To an Israeli audience, the IDF celebrating the 25th anniversary of the sitcom Friends with grinning soldiers replacing Monica et al in the iconic opening credits doesn’t seem particularly weird. The IDF, after all, is an army of the nation’s children, with most Jewish 18-year-olds obliged to serve, and is consistently voted the nation’s most trusted institution. Getting the rest of the world to view it—and thus the Jewish state—as a friendly force for good might be a little trickier.
Israel is not very good at soft power, preferring overwhelming military deterrence. The IDF’s earlier approach to social media warfare demonstrated this, for instance its live-tweeting of the assassination of Hamas militant Ahmed Jabari in 2012.

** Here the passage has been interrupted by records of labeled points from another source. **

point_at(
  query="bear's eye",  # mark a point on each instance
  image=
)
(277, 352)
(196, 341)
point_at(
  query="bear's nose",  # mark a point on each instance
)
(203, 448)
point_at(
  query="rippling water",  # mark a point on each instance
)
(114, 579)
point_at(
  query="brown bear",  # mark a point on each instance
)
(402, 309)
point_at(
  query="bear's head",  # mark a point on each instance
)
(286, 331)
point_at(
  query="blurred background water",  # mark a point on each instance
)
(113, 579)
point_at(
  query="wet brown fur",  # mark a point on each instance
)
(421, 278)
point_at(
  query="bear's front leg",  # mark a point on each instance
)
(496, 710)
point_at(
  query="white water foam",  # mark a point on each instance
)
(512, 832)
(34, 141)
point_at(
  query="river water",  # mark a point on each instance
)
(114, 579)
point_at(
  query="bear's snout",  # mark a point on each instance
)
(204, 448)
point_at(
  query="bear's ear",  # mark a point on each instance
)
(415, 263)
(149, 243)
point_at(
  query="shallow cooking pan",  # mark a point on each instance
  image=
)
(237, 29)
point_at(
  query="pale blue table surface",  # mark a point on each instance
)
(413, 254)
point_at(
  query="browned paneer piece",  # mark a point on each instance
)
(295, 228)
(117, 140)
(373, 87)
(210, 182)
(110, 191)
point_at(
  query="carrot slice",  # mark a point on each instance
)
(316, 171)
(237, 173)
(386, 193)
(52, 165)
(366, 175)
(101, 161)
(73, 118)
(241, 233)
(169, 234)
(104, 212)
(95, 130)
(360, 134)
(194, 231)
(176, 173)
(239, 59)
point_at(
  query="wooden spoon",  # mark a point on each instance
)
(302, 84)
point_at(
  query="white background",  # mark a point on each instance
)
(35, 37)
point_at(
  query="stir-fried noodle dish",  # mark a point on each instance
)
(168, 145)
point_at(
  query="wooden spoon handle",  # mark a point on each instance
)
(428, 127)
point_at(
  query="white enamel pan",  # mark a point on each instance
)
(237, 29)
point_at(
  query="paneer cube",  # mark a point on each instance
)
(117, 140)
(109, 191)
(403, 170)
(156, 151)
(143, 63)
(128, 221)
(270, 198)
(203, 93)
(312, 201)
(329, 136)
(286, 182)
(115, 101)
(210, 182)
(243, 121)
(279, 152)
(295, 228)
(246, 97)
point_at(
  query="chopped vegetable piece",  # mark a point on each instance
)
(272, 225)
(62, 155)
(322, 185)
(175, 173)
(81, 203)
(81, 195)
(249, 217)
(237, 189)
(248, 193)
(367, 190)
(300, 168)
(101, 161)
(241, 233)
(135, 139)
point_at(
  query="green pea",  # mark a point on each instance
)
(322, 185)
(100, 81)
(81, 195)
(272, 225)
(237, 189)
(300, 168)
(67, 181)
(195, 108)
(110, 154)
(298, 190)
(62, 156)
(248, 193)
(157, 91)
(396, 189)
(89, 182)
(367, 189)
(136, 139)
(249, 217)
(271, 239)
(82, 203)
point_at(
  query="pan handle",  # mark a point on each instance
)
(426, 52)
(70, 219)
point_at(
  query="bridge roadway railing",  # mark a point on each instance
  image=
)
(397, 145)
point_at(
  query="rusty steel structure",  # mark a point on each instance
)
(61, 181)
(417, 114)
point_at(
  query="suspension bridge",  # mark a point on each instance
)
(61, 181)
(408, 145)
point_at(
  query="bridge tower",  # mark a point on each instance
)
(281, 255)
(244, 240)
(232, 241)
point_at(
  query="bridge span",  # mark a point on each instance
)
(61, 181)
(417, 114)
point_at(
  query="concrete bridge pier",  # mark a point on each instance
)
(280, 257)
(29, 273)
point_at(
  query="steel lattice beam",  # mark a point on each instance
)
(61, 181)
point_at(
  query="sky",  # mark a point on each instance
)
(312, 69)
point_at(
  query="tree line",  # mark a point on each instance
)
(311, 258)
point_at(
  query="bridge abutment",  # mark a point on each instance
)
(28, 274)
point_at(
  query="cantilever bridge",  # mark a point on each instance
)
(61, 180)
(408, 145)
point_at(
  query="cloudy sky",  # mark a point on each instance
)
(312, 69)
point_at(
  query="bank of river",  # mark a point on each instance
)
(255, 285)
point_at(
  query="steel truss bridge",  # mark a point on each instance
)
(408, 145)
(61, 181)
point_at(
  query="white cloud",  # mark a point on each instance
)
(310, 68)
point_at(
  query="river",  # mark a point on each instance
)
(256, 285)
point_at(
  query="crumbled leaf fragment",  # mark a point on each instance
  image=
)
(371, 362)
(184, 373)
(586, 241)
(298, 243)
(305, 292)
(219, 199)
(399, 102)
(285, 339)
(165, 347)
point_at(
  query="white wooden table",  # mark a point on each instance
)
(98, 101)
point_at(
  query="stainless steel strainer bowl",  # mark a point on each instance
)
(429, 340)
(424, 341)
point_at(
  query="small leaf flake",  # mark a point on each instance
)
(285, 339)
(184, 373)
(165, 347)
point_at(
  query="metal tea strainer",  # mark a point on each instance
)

But at the same time Israel has long been obsessed with the idea of hasbara, a concept roughly translated as “explaining,” but less charitably seen as propaganda. The idea, as Israel sees it, is that if they just explain to the outside world what they face—an overwhelmingly hostile region, with enemy neighbours and terror groups sworn to their destruction—then all this hostility might just go away.
Social media with its sassy tweets and cool content takes this to the next level. The IDF game is to humanise its institution abroad and sway public opinion in its favour. It helps to have a million followers and not an inconsiderable number of online ambassadors.
“People inside the unit have told me that it divides up its audience,” said Patrikarakos. “There are its supporters, for whom the feed is a source of information, especially in times of war, when it becomes a resource for many supporters who independently want to fight Israel’s cause on social media. So it provides people with the necessary content for things like that. Then there are the implacable haters it knows it will never reach so it ensures there is a counter narrative to what these people are putting out. And finally, it tries to reach the ‘undecideds,’ and make them aware of what it believes are the rightness of its arguments.”
From an organisational point of view, this is also wonderfully easy to monitor. The number of retweets and shares can be logged and tidied up into lovely little spreadsheets.
So the IDF can celebrate reaching a million followers on Twitter (which it did with a pastiche of a Jay-Z song, tweeting “We got 99 problems but 1 million followers on @Twitter ain’t one”).
The concrete impact is harder to quantify, but also less important. For Israel, it does make a certain sense in a situation of prolonged conflict where no one is seriously working towards a peaceful resolution—who still talks about a two-state solution?—to focus on winning the social media war instead.